(Klara De Maeseneir)

De overstap naar sculptuur: in de leer bij Rombaux

Eén van Serruys' eerste sculpturen.

Van schilderen naar beeldhouwen: geen evidentie

 

Yvonne Serruys maakte op het einde van de 19de eeuw geleidelijk aan de opmerkelijke overstap van schilderkunst naar sculptuur. Dit was een bijzondere beslissing, omdat beeldhouwen op dat moment geen evidente keuze was voor vrouwelijke kunstenaressen, en zij tot dan toe relatief veel succes had geoogst met haar schilderijen. De overstap die Serruys maakte, kreeg dan ook verschillende, maar grotendeels positieve commentaren in de pers. Om haar in het beeldhouwen te bekwamen, ging Serruys in de leer bij de Brusselse beeldhouwer Egide Rombaux, die ze waarschijnlijk via Claus en Lemmen leerde kennen. 

Egide Rombaux als leermeester

Wanneer Serruys (vermoedelijk) lessen van hem krijgt heeft hij al heel wat gepresteerd als beeldhouwer. Hij was een succesvol leerling aan de Brusselse academie, waar hij les kreeg van Charles Vanderstappen (1843-1910). Na zijn studies werkte hij een tijd mee in het atelier van Jef Lambeaux (1852-1908), hij bracht tijd door in Parijs en na het winnen van de Godecharleprijs in 1887 bracht hij lange periodes in Italië door.
Rombaux stond bekend als een beeldhouwer die technisch uitermate goed onderlegd was, wat Serruys later zelf bevestigde wanneer ze over hem vertelde. Zijn aanzien, waardoor hij heel wat opdrachten kreeg voor onder andere openbare monumenten, en zijn vele contacten binnen de kunstwereld konden alleen maar voordelig zijn voor Yvonne Serruys en haar beginnende beeldhouwcarrière.

Wanneer Yvonne haar leertijd bij Rombaux ongeveer doorbracht, en hoe intensief deze was, is moeilijk te achterhalen. Uit verschillende bronnen valt af te leiden dat de lessen op een eerste solo-tentoonstelling in Parijs volgden, waarop enkele kleine sculpturen geprezen werden. Wanneer deze solo-tentoonstelling precies plaats vond is echter onduidelijk.
Serruys stelde vanaf 1904 regelmatig beeldhouwwerk tentoon in Parijs, en had in dat jaar voor het eerst een woonadres in de stad. De leertijd lijkt eerder plaats gevonden te hebben in de jaren waarin ze officieel nog in Menen woonde. Dit, in combinatie met het feit dat Rombaux vanaf 1909 door een turbulente periode in zijn privéleven ging, doet vermoeden dat de introductie tot sculptuur bij Rombaux kort na 1900 plaats vond.

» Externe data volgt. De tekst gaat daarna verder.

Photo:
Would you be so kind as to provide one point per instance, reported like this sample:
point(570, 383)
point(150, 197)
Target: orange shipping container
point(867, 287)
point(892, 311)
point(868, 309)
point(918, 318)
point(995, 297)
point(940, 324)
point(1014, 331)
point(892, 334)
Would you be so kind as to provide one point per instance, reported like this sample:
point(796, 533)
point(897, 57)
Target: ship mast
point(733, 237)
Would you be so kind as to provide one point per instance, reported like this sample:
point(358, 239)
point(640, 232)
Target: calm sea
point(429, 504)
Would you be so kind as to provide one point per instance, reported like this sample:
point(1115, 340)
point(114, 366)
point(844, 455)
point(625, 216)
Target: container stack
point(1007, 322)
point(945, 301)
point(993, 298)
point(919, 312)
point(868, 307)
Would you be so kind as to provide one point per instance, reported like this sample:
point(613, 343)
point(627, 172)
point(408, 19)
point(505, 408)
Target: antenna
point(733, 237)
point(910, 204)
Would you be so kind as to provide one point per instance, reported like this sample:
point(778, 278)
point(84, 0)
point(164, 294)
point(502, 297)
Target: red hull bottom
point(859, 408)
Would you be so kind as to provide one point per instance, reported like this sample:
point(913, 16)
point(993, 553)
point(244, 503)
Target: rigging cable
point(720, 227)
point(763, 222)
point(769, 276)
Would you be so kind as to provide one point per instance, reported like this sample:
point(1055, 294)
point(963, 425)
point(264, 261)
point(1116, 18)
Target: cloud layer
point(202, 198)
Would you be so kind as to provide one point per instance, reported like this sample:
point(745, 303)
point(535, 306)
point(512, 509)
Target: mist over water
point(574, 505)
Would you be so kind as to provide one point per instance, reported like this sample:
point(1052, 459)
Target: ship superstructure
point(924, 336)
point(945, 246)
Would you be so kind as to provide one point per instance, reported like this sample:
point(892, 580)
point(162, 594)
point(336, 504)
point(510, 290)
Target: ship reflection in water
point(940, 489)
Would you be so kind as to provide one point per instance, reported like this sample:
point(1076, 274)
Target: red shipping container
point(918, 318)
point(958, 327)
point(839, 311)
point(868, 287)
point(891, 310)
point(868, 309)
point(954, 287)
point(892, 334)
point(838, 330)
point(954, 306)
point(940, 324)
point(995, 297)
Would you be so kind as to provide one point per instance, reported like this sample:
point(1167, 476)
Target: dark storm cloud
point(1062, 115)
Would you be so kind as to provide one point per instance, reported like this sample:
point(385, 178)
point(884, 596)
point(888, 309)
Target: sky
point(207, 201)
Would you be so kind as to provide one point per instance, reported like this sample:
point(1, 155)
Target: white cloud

Er werd lang gedacht dat dit werk van Rombaux een portret van Yvonne  was.

Het atelier in Schaarbeek

In de periode waarin Yvonne Serruys leerlinge van Egide Rombaux geweest zou zijn, stond de beeldhouwer gedomicilieerd in de Rue Fraikin in Schaarbeek, waar zijn atelier was. Het huis op nummer 14 werd in 1897 gebouwd naar de plannen van de architect Maurice Dechamps, die ook zijn woonst ontwierp, enkele straten verder. Het huis in de Fraikinstraat werd gebouwd als echt beeldhouwersatelier, met een hoog plafond en groot raam, zoals op de twee foto's en de bouwplannen te zien valt. In deze periode was de kunstenaar getrouwd met zijn eerste vrouw en voedden zij samen hun buurmeisje, Georgette Dudaert, op. Het is zeker dat de familie Serruys contact had met de familie Rombaux rond deze tijd, af te leiden uit briefwisselingen en portretten gemaakt door de beeldhouwer.
Egide Rombaux hield zeker tot in 1908 atelier in Schaarbeek. Daarna liet hij een nieuw huis met atelier in Ukkel bouwen. In 1909 verliet Rombaux zijn vrouw voor zijn 20 jaar jongere leerlinge Valentine Bender, waarmee hij zou samenleven in Ukkel tot aan zijn dood in 1942.